Şöyle oluyor: Dilin orijinindeki bazı gerçek ve kurallı yapılar zamanla bizim “ji” yani “-den, -dan” öneki gibi kaybolup gidiyor. O nedenle “ji Wanê têm” : yerine direkt ve külliyen yanlış bir biçimde “Wanê têm” diyoruz.

Şimdi uygulamalı bir örnek yapalım, kaynak: TRT6:

TRT6’nın web sayfasından bir kesit. Çevirisi şu:

Zeytinburnu’nda iftara katıldı

CHP Genel başkanı Kemal Kılıçdaroğlu, partisi tarafından İstanbul Zeytinburnu’nda düzenlenen iftara katıldı.”

Şimdi bu Türkçe cümleyi “Bizim Kürtçe ”ye çevirelim: “katıldı” fiilini nasıl söyleyeceğiz. “qatilmiş bu” demek de ayıp olur… ya da “düzenlenen” nasıl söylenir. Ya da katıldı yerine orijinal Kürtçe ile “beşdar bu” demek kötü mü?

Muhtemelen “Bizim Kürtçe” ile şöyle söyleriz:

Kemal Kılıçdaroğlu çu Zeytinburnu’yê fitara partiya xwe”

Türkçesi: “Kemal Kılıçdaroğlu Zeytinburnun’da partisinin iftarına gitti”

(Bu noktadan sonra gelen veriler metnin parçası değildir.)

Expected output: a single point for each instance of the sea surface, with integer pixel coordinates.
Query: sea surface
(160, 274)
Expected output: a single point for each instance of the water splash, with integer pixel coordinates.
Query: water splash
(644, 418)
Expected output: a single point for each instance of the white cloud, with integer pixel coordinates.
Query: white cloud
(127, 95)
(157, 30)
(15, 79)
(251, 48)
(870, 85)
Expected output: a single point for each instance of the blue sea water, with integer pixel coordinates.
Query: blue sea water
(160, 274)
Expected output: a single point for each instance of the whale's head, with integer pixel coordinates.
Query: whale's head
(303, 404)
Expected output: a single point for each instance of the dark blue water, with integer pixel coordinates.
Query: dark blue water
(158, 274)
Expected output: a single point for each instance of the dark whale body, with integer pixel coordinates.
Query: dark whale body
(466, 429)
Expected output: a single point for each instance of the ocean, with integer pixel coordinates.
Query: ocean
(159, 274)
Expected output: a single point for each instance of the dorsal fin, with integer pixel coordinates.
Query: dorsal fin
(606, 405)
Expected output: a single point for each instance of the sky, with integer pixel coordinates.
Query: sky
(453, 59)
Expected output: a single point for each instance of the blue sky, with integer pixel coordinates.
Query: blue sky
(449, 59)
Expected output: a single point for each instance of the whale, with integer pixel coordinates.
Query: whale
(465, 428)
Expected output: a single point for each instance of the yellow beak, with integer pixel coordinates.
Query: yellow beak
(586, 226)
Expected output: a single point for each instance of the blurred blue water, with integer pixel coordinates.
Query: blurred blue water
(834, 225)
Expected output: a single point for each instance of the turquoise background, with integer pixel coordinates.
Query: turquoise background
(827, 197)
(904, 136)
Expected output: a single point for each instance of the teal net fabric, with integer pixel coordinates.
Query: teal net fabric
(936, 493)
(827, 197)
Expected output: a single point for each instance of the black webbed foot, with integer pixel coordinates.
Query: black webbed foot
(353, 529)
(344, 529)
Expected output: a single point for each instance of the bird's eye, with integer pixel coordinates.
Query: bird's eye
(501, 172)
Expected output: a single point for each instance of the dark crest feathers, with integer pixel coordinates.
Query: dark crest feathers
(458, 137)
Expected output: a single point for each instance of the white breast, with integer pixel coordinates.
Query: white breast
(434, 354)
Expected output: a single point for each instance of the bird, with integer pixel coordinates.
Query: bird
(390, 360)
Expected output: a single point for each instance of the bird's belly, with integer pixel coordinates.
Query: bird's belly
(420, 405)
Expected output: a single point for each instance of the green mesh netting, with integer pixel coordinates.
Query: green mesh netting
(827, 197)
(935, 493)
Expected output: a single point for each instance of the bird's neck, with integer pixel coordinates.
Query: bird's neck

Şimdi bu iki çeviri aynı mı? Cevap sizin. Ya da “bizim Kürtçe” daha mı zengin anlatmış.

Medrese Kürtçesi mevzuu

Naçizane; gönlümce tamamlamak nasip olmasa da Feqi’lik çarkından geçmiş biri olarak eski medreselerde okutulan ilk Kürtçe kitap, Ahmedê Xani’nin “Nubihara Biçukan” “Çocukların baharı” adlı kitabını okumuştuk. Şiirsel sözlük formatı olarak tanımlanabilecek nadide bir eser olan bu eser aslında bir Kürtçe-Arapça sözlük. İçeriğinde geçen Kürtçe kelimeler, “Bizim Kürtçe “ye uygun. Ama “TV Kürtçesindeki” orijinal ve pek bilinmeyen kelimeleri barındırmıyor da değil. Ancak yine hatırlatmak gerekir ki günümüzün kompleksleşmiş dilsel yapısına zaten hitap edemez. Urartu’ca da portakal kelimesinin hiçbir karşılığı olmadığı gibi, medrese Kürtçesinde, yönetmen, makyöz, kameraman gibi kelimelerin karşılığı olmayacaktır. Ama bi tane örnek vermeden yine geçemeyeceğim. Melayê Ciziri’nin Diwan’ında bir yerde “Şahê Nemse” diye bir ifade geçiyor. Allah aşkına bunun “Macar Kralı” olduğunu direkt anlayan varsa beni arasın. Ben anlamını nereden öğrendim; Mele Ehmedê Zıvıngi’nin “Arapça” şerhinden. Kendi dilimizdeki bir ifadeyi, Arapça şerhinden öğrendiğimiz oluyor demek… Belki de bir Kürtçe kelimeyi anlamayınca Kürtçeye kızmak yerine onu bu hallere getirenlere kızmak gerekiyor.

Uyarlama Kelime mevzuu

Merhum Mehmet Uzun’un belki de “Bir dil inşa etmek” derken zımnen kastettiği buydu. Düşünün “saat” kelimesinin Kürtçesini bilmiyorsunuz. Ne yapacaksınız? Uyduracak mısınız? Elbette böyle değil. Kürtçe üzerine çalışan çok değerli Enstitüler var. Paris ve İstanbul’da… Bu enstitüler dilimizi inşa ediyorlar aslında. Peki, gizli bir Kürtçe sözlük mü var oradan mı çıkıyor? Bu da değil. Samanlıkta iğne arama iğne aramak gibi bir durum; Önce eski eserleri tarıyorsunuz, muhtemelen aradığınız kelime çıkıyor, o da yoksa Kürtçenin farklı lehçelerindeki kullanımları arıyorsunuz bu da yoksa Kürtçenin zengin kelime türetme imkânları ile kelime türetiyorsunuz. Yoksa bu Kürtçe öyle Esperanto mudur ki kelime uydurularak gelişsin. Peki, “saat” kelimesini aynen alsanız ne olacak, ayıp olacak değil ya. Evet, bu da mümkün ancak eğer dilinizde yazılmış eserlerde böyle bir kelime varsa neden başka dildekini kullanasınız ki? Burada orijinal kelimeyi kullanmak yaşayan dille doku uyuşmazlıkları yapabiliyor bazen. Ancak daha yolun başındayız. Ortada yaşayan bir demeyelim, epey hastalanmış, mahkûm olmuş, zulüm görmüş bir dil var: Kürtçe. Enstitüler ise gerçekten bu yakılmış kütüphane olan dilin içinde yanmamış kelimeleri arıyor, buluyor ve yaygınlaştırıyorlar.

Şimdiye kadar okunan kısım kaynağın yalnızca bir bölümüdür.